Er volgden onderhandelingen tussen de veroveraars en de inwoners. Plundering werd afgekocht voor een maand soldij en het toelaten van een staats garnizoen.[4] Op 1 september trok prins Willem van Oranje Geertruidenberg binnen. Hij benoemde Jerome Tseraerts, in wie hij een groot vertrouwen stelde, tot gouverneur van de stad. Daarna ging Oranje terug naar Dordrecht.
Nasleep
Tseraerts had zijn muitzieke soldaten niet onder controle. In weerwil van het akkoord werd een beeldenstorm gehouden en werden kloosters geplunderd. Negen geestelijken werd vermoord en nonnen werden beroofd en mishandeld. Op 8 september werd in de veroverde stad de eerste protestantse preek gehouden. Een predikant van Gillergshoek, Hubertus Cornelis Walsberg, was de eerste protestantse voorganger die in Geertruidenberg werd aangesteld.

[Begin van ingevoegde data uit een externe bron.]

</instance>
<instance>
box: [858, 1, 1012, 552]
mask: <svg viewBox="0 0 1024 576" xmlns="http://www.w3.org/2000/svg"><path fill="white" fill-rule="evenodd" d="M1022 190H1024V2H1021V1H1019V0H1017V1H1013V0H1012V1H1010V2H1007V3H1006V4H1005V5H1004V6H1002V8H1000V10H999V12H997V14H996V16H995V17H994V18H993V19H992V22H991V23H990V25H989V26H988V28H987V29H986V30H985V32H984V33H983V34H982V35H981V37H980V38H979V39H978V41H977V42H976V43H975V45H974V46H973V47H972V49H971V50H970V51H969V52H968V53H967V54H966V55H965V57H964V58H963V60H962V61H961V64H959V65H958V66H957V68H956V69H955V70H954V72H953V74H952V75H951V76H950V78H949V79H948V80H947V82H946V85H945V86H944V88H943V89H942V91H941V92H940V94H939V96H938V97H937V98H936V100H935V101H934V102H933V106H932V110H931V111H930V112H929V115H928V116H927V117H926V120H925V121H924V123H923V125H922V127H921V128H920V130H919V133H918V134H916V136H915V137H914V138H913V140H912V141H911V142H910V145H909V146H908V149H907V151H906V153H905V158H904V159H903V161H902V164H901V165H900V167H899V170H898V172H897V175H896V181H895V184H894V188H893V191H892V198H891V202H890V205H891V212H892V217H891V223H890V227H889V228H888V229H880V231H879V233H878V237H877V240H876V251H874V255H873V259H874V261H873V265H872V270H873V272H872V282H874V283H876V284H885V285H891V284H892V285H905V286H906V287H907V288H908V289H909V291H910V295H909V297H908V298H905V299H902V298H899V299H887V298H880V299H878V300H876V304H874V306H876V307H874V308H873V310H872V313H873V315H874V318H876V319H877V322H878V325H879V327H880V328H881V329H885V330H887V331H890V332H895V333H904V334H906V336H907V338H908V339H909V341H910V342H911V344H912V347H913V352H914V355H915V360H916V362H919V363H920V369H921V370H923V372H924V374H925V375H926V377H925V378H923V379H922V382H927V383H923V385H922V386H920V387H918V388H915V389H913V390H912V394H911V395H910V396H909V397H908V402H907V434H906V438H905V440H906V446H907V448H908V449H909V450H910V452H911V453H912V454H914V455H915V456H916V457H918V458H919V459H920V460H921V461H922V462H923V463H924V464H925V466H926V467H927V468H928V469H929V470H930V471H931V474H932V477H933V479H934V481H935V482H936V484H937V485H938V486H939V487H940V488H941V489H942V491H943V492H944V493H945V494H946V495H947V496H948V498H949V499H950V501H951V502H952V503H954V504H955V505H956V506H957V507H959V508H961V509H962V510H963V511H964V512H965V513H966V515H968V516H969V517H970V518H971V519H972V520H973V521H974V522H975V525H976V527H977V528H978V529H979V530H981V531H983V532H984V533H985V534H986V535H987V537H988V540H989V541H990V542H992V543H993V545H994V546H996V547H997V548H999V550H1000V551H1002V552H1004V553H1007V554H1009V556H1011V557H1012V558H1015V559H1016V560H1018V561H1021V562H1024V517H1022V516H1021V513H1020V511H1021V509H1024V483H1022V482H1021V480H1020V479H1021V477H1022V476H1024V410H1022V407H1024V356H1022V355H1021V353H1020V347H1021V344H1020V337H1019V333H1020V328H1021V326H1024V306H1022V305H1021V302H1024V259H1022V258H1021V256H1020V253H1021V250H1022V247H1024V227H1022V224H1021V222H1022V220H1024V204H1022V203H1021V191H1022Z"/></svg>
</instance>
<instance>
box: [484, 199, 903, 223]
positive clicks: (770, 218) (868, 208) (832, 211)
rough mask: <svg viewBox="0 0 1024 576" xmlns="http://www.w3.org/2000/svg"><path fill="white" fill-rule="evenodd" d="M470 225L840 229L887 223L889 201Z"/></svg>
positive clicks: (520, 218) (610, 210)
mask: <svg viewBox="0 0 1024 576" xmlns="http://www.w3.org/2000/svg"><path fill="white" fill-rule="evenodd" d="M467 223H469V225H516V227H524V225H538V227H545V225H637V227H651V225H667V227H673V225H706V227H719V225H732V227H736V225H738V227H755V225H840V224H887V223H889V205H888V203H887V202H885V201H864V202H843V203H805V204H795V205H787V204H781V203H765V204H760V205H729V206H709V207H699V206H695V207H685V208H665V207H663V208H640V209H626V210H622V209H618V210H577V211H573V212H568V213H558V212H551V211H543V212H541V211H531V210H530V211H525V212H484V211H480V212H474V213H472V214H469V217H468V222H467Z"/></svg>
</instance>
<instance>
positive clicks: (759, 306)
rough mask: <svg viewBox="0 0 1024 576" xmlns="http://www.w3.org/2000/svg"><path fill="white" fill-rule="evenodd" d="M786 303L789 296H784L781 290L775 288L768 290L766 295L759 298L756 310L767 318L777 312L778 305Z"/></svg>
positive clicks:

Toen Tseraerts de orde probeerde te herstellen, keerden zijn soldaten zich tegen hem. Geruchten stelden zijn integriteit in vraag, omdat de arrestatie van zijn broer door Alva hem vatbaar zou maken voor verraad. Op 15 september werd de gouverneur door zijn eigen soldaten omgebracht. Oranje liet de schuldigen ophangen in Geertruidenberg en in Den Haag. Het vendel van Charles de Trello werd ontbonden.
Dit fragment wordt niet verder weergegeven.